Ethical Duties Under Circular 230 (§10.20–10.23) — Information Requests, Client Omissions & Professional Diligence (2025)
Every tax professional authorized to represent clients before the IRS—EA, CPA, or attorney—must comply with a set of core ethical duties under IRS Circular 230.
Sections 10.20 through 10.23 define how practitioners should handle official IRS requests, client errors, data accuracy, and case management speed.
This 2025 summary highlights the four foundational obligations every representative must uphold to avoid OPR sanctions and maintain client trust.
§10.20 — Furnishing Information Promptly
When the IRS makes a lawful and proper request, a practitioner must promptly provide all relevant records or information, unless there’s a legitimate privilege (e.g., attorney-client or work-product).
If the documents are not within your possession or control, you must notify the IRS and disclose—within reasonable effort—who might have them.
Practitioners are also obligated to cooperate with OPR inquiries into potential Circular 230 violations.
- Verify that the IRS request is signed by an authorized officer before releasing records.
- Document every step of your communication—date, method, and response timeline.

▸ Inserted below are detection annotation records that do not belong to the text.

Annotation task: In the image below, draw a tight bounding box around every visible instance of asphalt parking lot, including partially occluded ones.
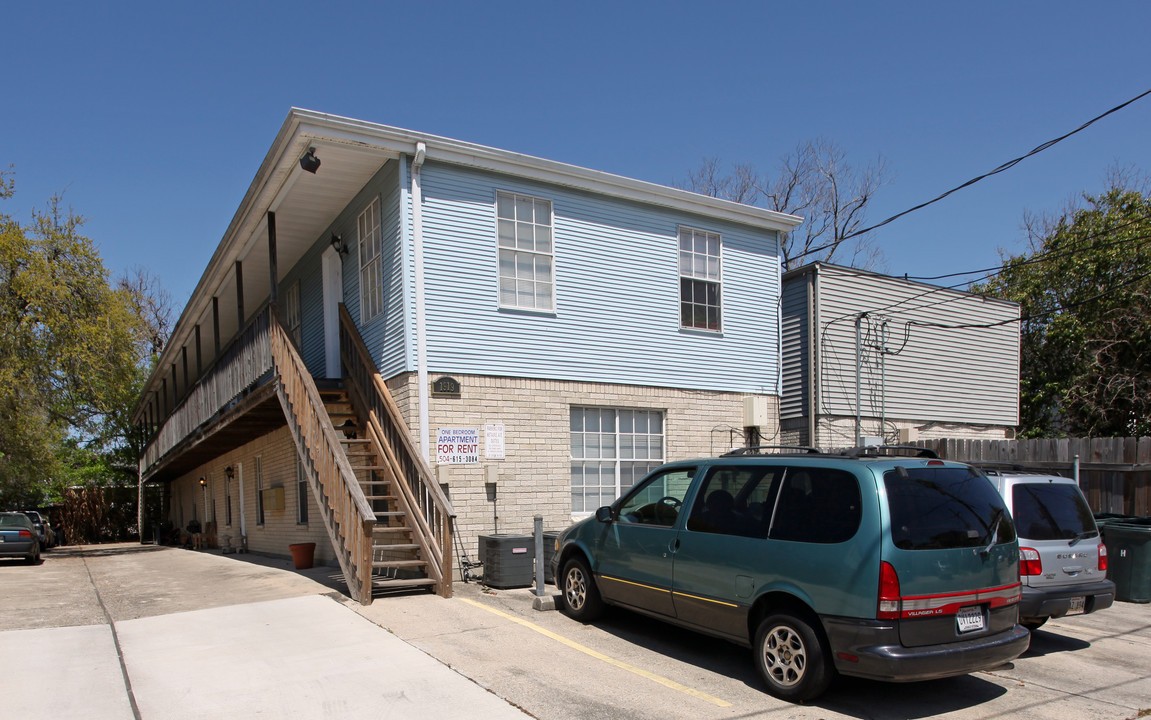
[0,545,1151,720]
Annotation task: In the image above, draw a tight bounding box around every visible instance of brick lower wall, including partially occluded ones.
[162,374,779,577]
[388,375,779,568]
[169,427,337,565]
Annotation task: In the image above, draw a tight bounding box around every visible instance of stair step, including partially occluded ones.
[372,560,428,568]
[372,577,435,588]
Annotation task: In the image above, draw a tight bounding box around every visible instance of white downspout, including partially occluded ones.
[412,143,432,462]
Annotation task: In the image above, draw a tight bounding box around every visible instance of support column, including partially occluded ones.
[268,210,280,312]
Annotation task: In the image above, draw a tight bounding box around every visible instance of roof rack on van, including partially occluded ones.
[968,460,1060,477]
[719,445,820,458]
[840,445,939,460]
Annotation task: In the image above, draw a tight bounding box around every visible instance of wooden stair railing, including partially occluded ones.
[340,304,456,597]
[268,313,375,605]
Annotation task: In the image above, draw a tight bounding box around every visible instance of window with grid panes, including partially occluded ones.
[679,228,722,332]
[496,192,555,311]
[356,198,383,322]
[571,407,664,514]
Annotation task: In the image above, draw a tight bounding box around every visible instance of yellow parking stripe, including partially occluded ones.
[457,598,731,707]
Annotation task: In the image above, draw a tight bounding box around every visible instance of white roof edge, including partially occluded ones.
[134,107,803,415]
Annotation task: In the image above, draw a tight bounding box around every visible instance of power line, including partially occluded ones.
[907,264,1151,330]
[793,84,1151,260]
[904,210,1151,280]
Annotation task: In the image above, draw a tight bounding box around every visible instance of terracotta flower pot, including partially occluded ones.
[288,543,315,570]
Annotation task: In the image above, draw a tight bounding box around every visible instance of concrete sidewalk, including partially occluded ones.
[0,546,526,720]
[116,595,525,720]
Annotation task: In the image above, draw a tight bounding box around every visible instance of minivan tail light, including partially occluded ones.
[1019,547,1043,577]
[875,561,902,620]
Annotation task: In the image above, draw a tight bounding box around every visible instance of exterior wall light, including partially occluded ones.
[299,147,320,175]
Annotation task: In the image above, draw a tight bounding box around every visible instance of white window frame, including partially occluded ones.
[569,405,668,518]
[677,225,723,332]
[356,198,383,322]
[495,190,556,313]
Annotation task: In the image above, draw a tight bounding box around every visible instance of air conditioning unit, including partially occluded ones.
[480,534,535,589]
[744,395,770,428]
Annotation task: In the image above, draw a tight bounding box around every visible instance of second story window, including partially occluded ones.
[679,228,722,332]
[357,198,383,322]
[496,192,555,311]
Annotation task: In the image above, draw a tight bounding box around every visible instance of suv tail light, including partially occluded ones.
[875,561,902,620]
[1019,547,1043,577]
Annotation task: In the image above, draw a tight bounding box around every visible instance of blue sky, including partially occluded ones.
[0,0,1151,306]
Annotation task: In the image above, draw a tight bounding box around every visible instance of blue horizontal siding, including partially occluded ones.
[422,162,779,392]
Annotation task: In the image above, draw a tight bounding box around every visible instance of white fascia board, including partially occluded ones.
[292,109,803,232]
[134,108,803,416]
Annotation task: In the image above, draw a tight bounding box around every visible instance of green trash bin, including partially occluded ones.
[1103,518,1151,603]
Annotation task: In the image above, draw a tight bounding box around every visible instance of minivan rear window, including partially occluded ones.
[1012,483,1096,541]
[883,467,1015,550]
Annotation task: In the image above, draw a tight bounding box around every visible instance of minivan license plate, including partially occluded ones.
[955,607,983,633]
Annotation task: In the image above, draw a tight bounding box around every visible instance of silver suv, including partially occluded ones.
[981,466,1115,630]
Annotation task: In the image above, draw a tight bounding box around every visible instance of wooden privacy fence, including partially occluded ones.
[912,437,1151,515]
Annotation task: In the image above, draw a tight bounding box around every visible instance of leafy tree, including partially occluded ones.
[974,181,1151,437]
[684,138,890,268]
[0,173,162,505]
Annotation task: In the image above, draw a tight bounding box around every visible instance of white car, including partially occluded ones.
[981,466,1115,630]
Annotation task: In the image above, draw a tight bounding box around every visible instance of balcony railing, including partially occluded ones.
[140,307,272,475]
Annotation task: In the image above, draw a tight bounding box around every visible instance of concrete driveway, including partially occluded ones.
[0,545,1151,720]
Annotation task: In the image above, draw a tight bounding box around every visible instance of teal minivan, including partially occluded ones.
[551,447,1030,702]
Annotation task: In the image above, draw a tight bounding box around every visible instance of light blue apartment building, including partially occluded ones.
[137,109,800,602]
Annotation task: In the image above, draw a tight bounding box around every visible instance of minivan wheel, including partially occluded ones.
[559,558,603,622]
[755,613,834,703]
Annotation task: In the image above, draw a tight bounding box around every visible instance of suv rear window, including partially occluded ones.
[1012,483,1095,541]
[883,467,1015,550]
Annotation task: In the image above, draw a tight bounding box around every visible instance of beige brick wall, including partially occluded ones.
[388,374,779,560]
[164,374,779,572]
[169,427,337,565]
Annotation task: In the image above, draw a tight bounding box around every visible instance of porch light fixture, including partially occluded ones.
[299,147,320,175]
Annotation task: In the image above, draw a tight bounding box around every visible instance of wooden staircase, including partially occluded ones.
[320,383,436,590]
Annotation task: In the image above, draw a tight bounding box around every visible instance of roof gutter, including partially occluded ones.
[412,141,432,462]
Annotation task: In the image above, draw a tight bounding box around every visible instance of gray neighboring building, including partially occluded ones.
[780,262,1020,447]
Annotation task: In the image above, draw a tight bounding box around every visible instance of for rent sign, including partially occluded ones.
[435,428,480,465]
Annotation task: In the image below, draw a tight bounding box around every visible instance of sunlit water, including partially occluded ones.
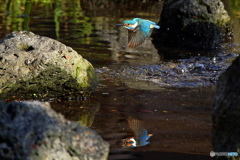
[0,0,239,160]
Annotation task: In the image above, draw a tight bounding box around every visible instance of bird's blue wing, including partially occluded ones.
[128,23,151,48]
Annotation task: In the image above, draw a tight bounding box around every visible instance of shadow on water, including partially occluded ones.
[0,0,240,160]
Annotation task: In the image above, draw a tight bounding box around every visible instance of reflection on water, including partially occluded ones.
[0,0,240,160]
[123,117,153,148]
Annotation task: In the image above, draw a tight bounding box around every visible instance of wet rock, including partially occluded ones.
[153,0,232,49]
[0,31,97,98]
[0,101,109,160]
[212,57,240,159]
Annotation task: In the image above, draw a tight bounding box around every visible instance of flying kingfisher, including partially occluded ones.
[116,18,160,48]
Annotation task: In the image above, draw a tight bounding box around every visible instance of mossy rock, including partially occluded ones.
[0,31,97,97]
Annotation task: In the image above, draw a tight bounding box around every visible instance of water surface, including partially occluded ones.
[0,0,240,160]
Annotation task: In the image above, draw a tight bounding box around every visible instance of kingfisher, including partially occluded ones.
[115,18,160,48]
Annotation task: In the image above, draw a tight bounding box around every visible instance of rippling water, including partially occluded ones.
[0,0,239,160]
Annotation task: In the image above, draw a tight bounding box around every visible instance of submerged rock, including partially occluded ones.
[0,101,109,160]
[0,31,97,98]
[153,0,232,49]
[212,57,240,159]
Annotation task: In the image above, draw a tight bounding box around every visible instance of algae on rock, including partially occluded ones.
[0,31,97,95]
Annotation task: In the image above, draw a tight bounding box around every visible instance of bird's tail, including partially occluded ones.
[153,24,160,29]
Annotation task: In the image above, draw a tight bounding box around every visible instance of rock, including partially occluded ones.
[0,101,109,160]
[0,31,97,95]
[153,0,232,49]
[212,57,240,159]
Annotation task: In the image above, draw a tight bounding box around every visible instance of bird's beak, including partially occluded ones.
[115,23,124,27]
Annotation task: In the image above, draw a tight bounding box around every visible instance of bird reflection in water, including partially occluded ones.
[122,117,153,148]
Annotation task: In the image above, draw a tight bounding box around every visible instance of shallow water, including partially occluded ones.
[0,0,239,160]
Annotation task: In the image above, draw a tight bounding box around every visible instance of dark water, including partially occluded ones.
[0,0,240,160]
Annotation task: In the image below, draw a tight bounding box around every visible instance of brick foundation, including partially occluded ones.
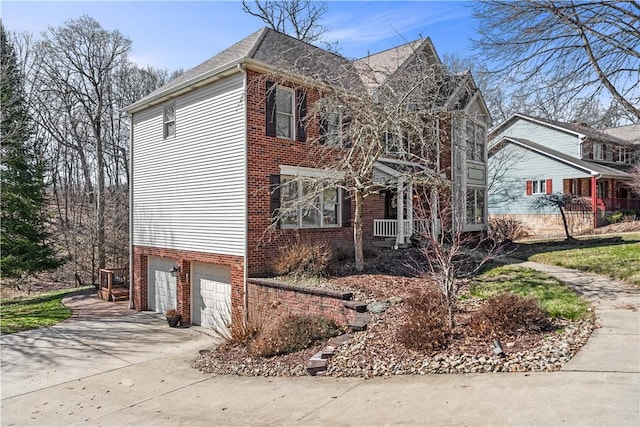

- If privilege applies, explain the basis for withholding and maintain a privilege log.
A practitioner receives an IRS letter requesting payroll records for 2022.
The client’s prior bookkeeper still holds them. The practitioner notifies the IRS within two days, provides the bookkeeper’s contact, and documents the response in the case file—meeting §10.20 compliance.
§10.21 — Knowledge of Client’s Omission
If you discover that your client omitted income, overstated deductions, or violated the tax law in any way, you must promptly advise the client of the issue and explain the potential consequences—including additional tax, penalties, or interest.
Circular 230 doesn’t require you to notify the IRS yourself, but it does require full disclosure to the client.
- Deliver the notice in writing (email or letter) and keep a copy in your records.
- Offer corrective options such as an amended return or voluntary disclosure.
- Never assist in perpetuating an uncorrected error.
During a review, an EA notices unreported cryptocurrency sales.
The practitioner advises the client immediately, explaining taxability, Form 8949 requirements, and the risks of ignoring prior-year reporting gaps.
§10.22 — Due Diligence and Accuracy
Practitioners must exercise due diligence when preparing returns, documents, or giving oral or written statements to the IRS or clients.
Circular 230 permits reliance on others’ work only when there’s reasonable assurance of their competence and proper supervision.
Suspected inconsistencies, incomplete data, or implausible figures must trigger a reasonable inquiry.
- Review unusual fluctuations—revenues, expenses, or inventory balances year-over-year.
- Use engagement questionnaires that flag missing information (e.g., foreign accounts, digital-asset trades).
- Maintain internal review notes and document staff supervision steps.
A CPA firm prepares a return showing zero depreciation after major equipment purchases.
The signing EA requests documentation from the bookkeeper and confirms fixed-asset entries before filing—demonstrating §10.22 diligence.
§10.23 — Prompt Disposition of Matters
Practitioners must avoid unreasonable delays in handling IRS matters.
Intentionally slowing a case for tactical or personal reasons—such as waiting for an auditor’s reassignment—can be grounds for discipline under §10.50.
An enrolled agent delays replying to an IRS IDR because the client hasn’t paid yet.
This constitutes an intentional delay unrelated to the case itself—violating §10.23.
Ethical compliance requires separating payment issues from case responsiveness.